My maternal grandmother’s radio was a fascination of my beginning years in the late 1940s and early 1950s. Out of this mysterious box, which was about as big as I was, came “The Lone Ranger Rides Again” and “The Shadow Knows.” I waited every night with bated breath, as if on a magic carpet, to be swept away on some surprise adventure.

Like some creepy Cyclops, the radio had a single eye. It seemed to follow me no matter what corner in our living room I attempted to hide. My gosh, the eye even turned colors!

We were the beneficiaries of this wonderful entertainment because my grandparents were living with us. One day I asked my Mom why they didn’t have a house of their own. After all, I was always told of their business acumen. They had owned a small shoe store. I got a two-word answer. “The Depression.” It was followed by, “They lost everything.”

I grasped the answer easily. I had the evidence in front of me. My grandparents once had a large house on the south side of Waterbury, Connecticut. Now, they lived in one room of our rented apartment in the working class north end. Economics 101. Easy.

 

What I came to know gradually over decades is that both my grandmother and that radio held some other important historical lessons. For more context let’s zoom ahead to 2006.

I was fortunate to be in Oxford, England for a gathering of science educators from all over the world. My wife and I met a Japanese couple whom we exchanged life stories. We were riveted to the woman’s story from her youth.

Tiffany was kept in an interment camp during WWII. She did not dwell on it but the stories made a lasting impact on me. (Don’t miss the impact of the camps on a crew member of the Starship Enterprise https://www.youtube.com/watch?v=LeBKBFAPwNc   ) My mind drifted to my grandmother, an immigrant of Italy.

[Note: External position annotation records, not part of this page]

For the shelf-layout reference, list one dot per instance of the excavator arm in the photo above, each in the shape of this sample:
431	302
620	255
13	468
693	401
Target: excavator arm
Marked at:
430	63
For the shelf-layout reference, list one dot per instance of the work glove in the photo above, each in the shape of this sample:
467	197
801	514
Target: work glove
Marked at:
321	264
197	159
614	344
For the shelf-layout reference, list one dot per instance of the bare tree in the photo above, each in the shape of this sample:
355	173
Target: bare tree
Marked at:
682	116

In the early 1940s, I’m told secret service agents visited our home. They confirmed my grandmother’s immigrant status. The agents then proceeded to solder a section of the radio’s dial that could pull in foreign signals. Apparently they were concerned Mussolini’s fascist diatribes would reach our families ears. I can imagine my grandmother’s horror and dismay. Did she feel responsible for the chaos and invasive action of those agents?

What those agents didn’t know was that my grandmother was apolitical. She once implied that the Kaiser (See previous blog.) was the reason she left Italy. That’s it. I don’t recall another political utterance.

The latest immigrant scapegoats are followers of Islam and Mexicans. Protecting them is one aspect of save-guarding the constitutional rights of all of us.

The husband of that Japanese couple is, besides a botanist and educator, an accomplished plant photographer. We received a wonderful gift from him. It was a picture of a series of flowers.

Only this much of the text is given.